ChowNow, a startup building online ordering systems for restaurants, today announced internal layoffs, australiabusinessblog.com has learned. According to several sources who spoke to this reporter on condition of anonymity, about 100 people were affected in various teams, including onboarding, operations and sales.
ChowNow did not immediately respond to a request for comment.
ChowNow was launched in 2010 as a way for founder and CEO Chris Webb and his friends to easily order and collect from smaller restaurants without an online presence.
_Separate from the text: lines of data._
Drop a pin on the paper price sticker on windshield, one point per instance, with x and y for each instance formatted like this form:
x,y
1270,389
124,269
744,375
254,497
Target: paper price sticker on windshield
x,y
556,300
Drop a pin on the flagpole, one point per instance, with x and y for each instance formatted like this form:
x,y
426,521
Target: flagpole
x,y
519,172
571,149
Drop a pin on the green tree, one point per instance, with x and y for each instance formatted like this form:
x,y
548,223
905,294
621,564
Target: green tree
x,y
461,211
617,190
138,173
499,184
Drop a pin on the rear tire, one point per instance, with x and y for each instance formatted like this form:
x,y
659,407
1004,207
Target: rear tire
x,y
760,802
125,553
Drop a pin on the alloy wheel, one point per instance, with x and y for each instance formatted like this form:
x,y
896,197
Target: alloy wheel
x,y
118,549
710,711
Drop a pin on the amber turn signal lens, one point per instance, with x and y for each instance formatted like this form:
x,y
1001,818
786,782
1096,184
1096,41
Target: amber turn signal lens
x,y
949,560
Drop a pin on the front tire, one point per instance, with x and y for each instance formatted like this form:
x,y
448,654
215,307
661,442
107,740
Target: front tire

The company operates branded websites, apps and social media accounts for restaurants, as well as its own mobile and web ordering portals.
ChowNow handles payments and delivery through agreements with companies such as DoorDash and local delivery startups such as Jolt Delivery in Los Angeles. It also provides discoverability and marketing services, for example, by partnering with Instagram to make restaurant photos and stories shoppable by adding “order food” buttons and stickers to the restaurants’ images and videos.
The Playa Vista-based company is positioning itself as a friendlier alternative to incumbents like GrubHub and UberEats, charging a monthly fee rather than the per-order commissions typical of food delivery companies. ChowNow also promises that restaurants will store their own customer data on its platform for marketing and insights.
As of 2019, ChowNow claimed it had more than 11,000 restaurant customers in North America who collectively generated $1 billion in sales through its platform. ChowNow has raised $64 million in venture capital to date, most recently a $21 million Series C round in 2019 led by 3L Capital and Catalyst Investors.
Economic headwinds have hit the online food ordering space hard as investors pull out of what they perceive to be capital-intensive betting. DoorDash recently shut down Chowbotics, a salad robot startup, just a year after it acquired the company for an undisclosed sum. Elsewhere, instant delivery company Gopuff announced this week that it would cut 10% of its global workforce — about 1,500 employees — and close 76 of its US warehouses.